Why is the lack of theory a problem? At some point we have to accept some problems are "out of our league" and use whatever is available even without fully understanding it. We can't even understand simple specializations in computer vision, yet we expect to understand a more general method? It's not like 15 years ago there weren't math theorems proven by enumerating them on a computer. I understand it breaks psyche and pride of some scientists, so what? Universe can't be expected to fit into humanity's collective brain.
Because it's much easier to work with and improve something if there's a theory behind it?
There's a spectrum between "just keep trying tons of crap and see what works" and "do this simple, well-understood calculation to see exactly what will work." Is it not obvious why it's nicer to be on the latter end of the spectrum than the former?
Sure, but currently deep learning is more like experimental physics. You try stuff and see what works and empirically improve your understanding. Then you can generalize some heuristics from this and use that "recipe" in the future. You figured out ReLU suddenly made something work, yet Swish turned out better so you can forget about ReLU now.

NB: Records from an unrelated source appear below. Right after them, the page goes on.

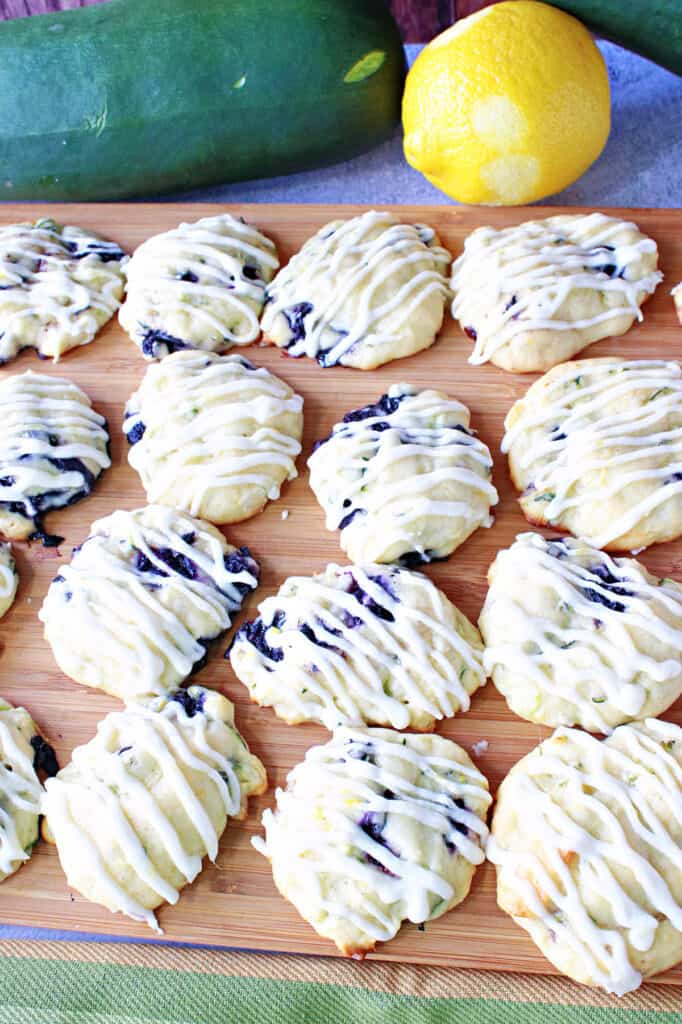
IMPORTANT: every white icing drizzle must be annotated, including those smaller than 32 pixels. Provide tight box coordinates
[262,210,451,366]
[0,370,112,518]
[252,728,492,941]
[486,719,682,995]
[121,213,280,345]
[0,543,16,615]
[0,219,127,361]
[39,505,257,695]
[123,351,303,515]
[502,358,682,548]
[451,213,663,366]
[43,700,251,934]
[483,534,682,733]
[308,384,498,555]
[232,565,485,730]
[0,706,43,876]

And as you can treat deep learning (in supervised mode) as non-linear optimization, I doubt we'll come up with a proper theory unless P=NP. We can't even understand far simpler non-linear optimization problems, not to mention ones which can be arbitrarily parametrized in 2nd order...
But to just restate the comment you're replying to, clearly theory can prune a lot of branches on the "iterative experiment-based design refinement" method you are proposing.
Also, I'll mention that you're being too pessimistic about what theory can accomplish. The learning problem is much more constrained than P = NP.
The use, for example, of a training set of N examples, drawn iid, and evaluation on samples drawn from the same distribution imposes a lot of structure. I don't know if you're familiar with VC theory, but it's an example of the kind of "surprising" guarantees that can be derived in this setting. Other general examples are weak learning, the bias/variance tradeoff, and (in SVMs) the notion of large margin classifiers.
An applicable "theory" of design is what separates engineering from just mucking around.
>> Sure, but currently deep learning is more like experimental physics. You try stuff and see what works and empirically improve your understanding.
The way I understand experimental physics, its purpose is either (a) to make observations on which new theories can be built or (b) to experimentally verify, or falsify, existing theories.
I don't think it's quite like throwing stuff at a wall and looking to see what sticks.
>> It's not like 15 years ago there weren't math theorems proven by enumerating them on a computer.
Well, the reason why we have computers today in the first place is because Turing (and Church, btw) solved a long-standing problem in mathematical logic. That was a theoretical problem -Gödel's incompleteness theorem- and his solution was also purely theoretical: Turing machines (Church's solution was the lambda calculus; btw, both solutions basically led to a new problem, the halting problem. I digress).
Without these advances in theory, do you think we could have ever invented computers? If you do, you shouldn't. Instead, you should try to imagine trying to invent a computer by enumerating math theorems without a computer.
Today of course, we have computers. However, we also still have problems that cannot be solved by brute-force enumeration of solutions- just like pre-computer mathematicians had problems they couldn't solve just by enumerating solutions without a computer. For this type of problem, we have to use our brains and come up with theoretical solutions in order to make progress.